We believe that the narrow definition of RWA specifically refers to projects that tokenize real assets on-chain with authenticity and verifiability, which is also the common understanding of RWA among the general public. Its application market is the most extensive, such as projects that anchor tokens to real-world assets like real estate and gold.

2. STO (Security Token Offering): Financial Assets on the Blockchain

Apart from the narrowly defined RWA projects, we have found that a large number of RWA projects currently existing in the market are STOs.

(1) Definition of STO

Depending on the underlying assets, operational logic, and token functions, existing tokens in the market can be roughly divided into two main categories: Utility Tokens and Security Tokens. STO refers to the financialization of real assets and the issuance of tokenized shares or certificates in the form of Security Tokens on the blockchain.

(2) Definition of Security Tokens

Compared to functional tokens, security tokens are, in simple terms, on-chain financial products driven by blockchain technology that are subject to securities regulations, similar to electronic stocks.

(3) Regulation of Security Tokens

Under the regulatory framework of mainstream encryption asset-friendly countries such as the United States and Singapore, once a token is classified as a security token, it will be subject to the constraints of traditional financial regulatory agencies (such as the Securities and Exchange Commission), and the design of the token, trading models, etc. must comply with local securities regulations.

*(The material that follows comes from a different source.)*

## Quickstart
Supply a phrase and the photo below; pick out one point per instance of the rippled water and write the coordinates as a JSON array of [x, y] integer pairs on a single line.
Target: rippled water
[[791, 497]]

From an economic perspective, the core objective of financial products is to coordinate the supply and demand relationship between financing parties and investors; however, from a legal and regulatory standpoint, some countries focus more on protecting investor interests, while others tend to encourage the smoothness and innovation of financing activities. This difference in regulatory stance is reflected in the specific rules, compliance requirements, and enforcement strength within each country's legal system. Therefore, when designing and issuing RWA products, it is essential to consider not only the authenticity and legality of the underlying assets but also to conduct a comprehensive review and compliance design of key aspects such as product structure, issuance methods, circulation paths, trading platforms, investor access thresholds, and capital costs.

It is particularly noteworthy that once the core appeal of a certain RWA project comes from its high leverage and high return expectations, and positions "hundredfold, thousandfold returns" as its main selling point, then regardless of its superficial packaging, its essence is highly likely to be classified as a securities product by regulatory agencies. Once identified as a security, the project will face a much stricter and more complex regulatory system, significantly increasing its subsequent development path, operational costs, and even legal risks.

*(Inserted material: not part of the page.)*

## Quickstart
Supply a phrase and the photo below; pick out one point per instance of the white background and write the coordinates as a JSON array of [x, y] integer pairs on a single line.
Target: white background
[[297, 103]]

Therefore, when discussing the legal compliance of RWA, we need to deeply understand the connotation of "securities regulations" and the regulatory logic behind it. Different countries and regions have different definitions and regulatory focuses regarding securities. The United States, Singapore, and Hong Kong have all defined the criteria for the identification of security tokens. It is not difficult to find that the identification method is essentially to determine whether the token meets the local securities regulations' criteria for "securities". Once it meets the securities conditions, it is categorized as a security token. Therefore, we have organized the relevant provisions from key countries (regions) as follows:

A. Mainland China

In the regulatory framework of Mainland China, the Securities Law of the People's Republic of China defines securities as stocks, corporate bonds, depositary receipts, and other negotiable instruments recognized by the State Council that can be issued and traded, and also includes the listing and trading of government bonds and securities investment fund shares under the regulation of the Securities Law.

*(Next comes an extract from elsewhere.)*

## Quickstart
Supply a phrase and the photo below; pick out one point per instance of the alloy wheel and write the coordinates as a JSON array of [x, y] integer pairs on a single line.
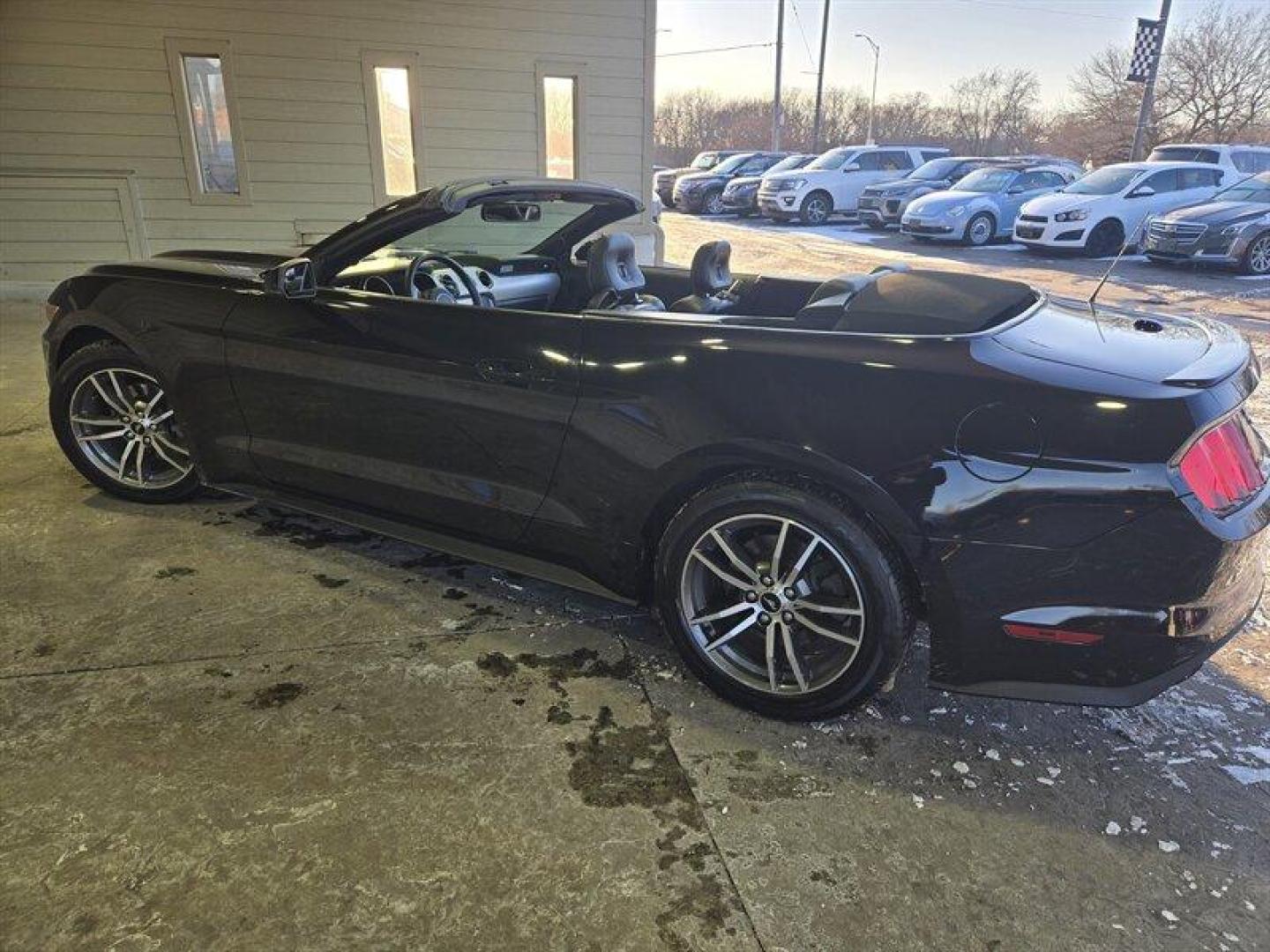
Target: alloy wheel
[[773, 605], [123, 424], [1259, 256]]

zm12ujpeRfyPKHnHR30ymAm99ggVQAWzWLqinlU8.png

(The above image is taken from the Securities Law of the People's Republic of China)

B. Singapore

Although Singapore's "Guide to Digital Token Offerings" and "Securities and Futures Act" do not directly mention the concept of "security tokens," they provide a detailed list of different circumstances under which tokens may be deemed as "capital market products":

1QKaIg696xqVcIumtMSeXexPldCzYIZ6EMJd7wEm.png

(The above image is taken from the "Digital Token Issuance Guide" )

C. Hong Kong, China

The Securities and Futures Commission of Hong Kong has specific enumerated regulations regarding the positive and negative lists of securities in the Securities and Futures Ordinance.

AQc90CA1zzVHHEyQmGnejIPAkRct2BntKf63DwrJ.pngxizyNp5UfLo07RzZQ4W5IeCP2oeKE435yFUGSf0o.png

(The above image is taken from the Securities and Futures Ordinance )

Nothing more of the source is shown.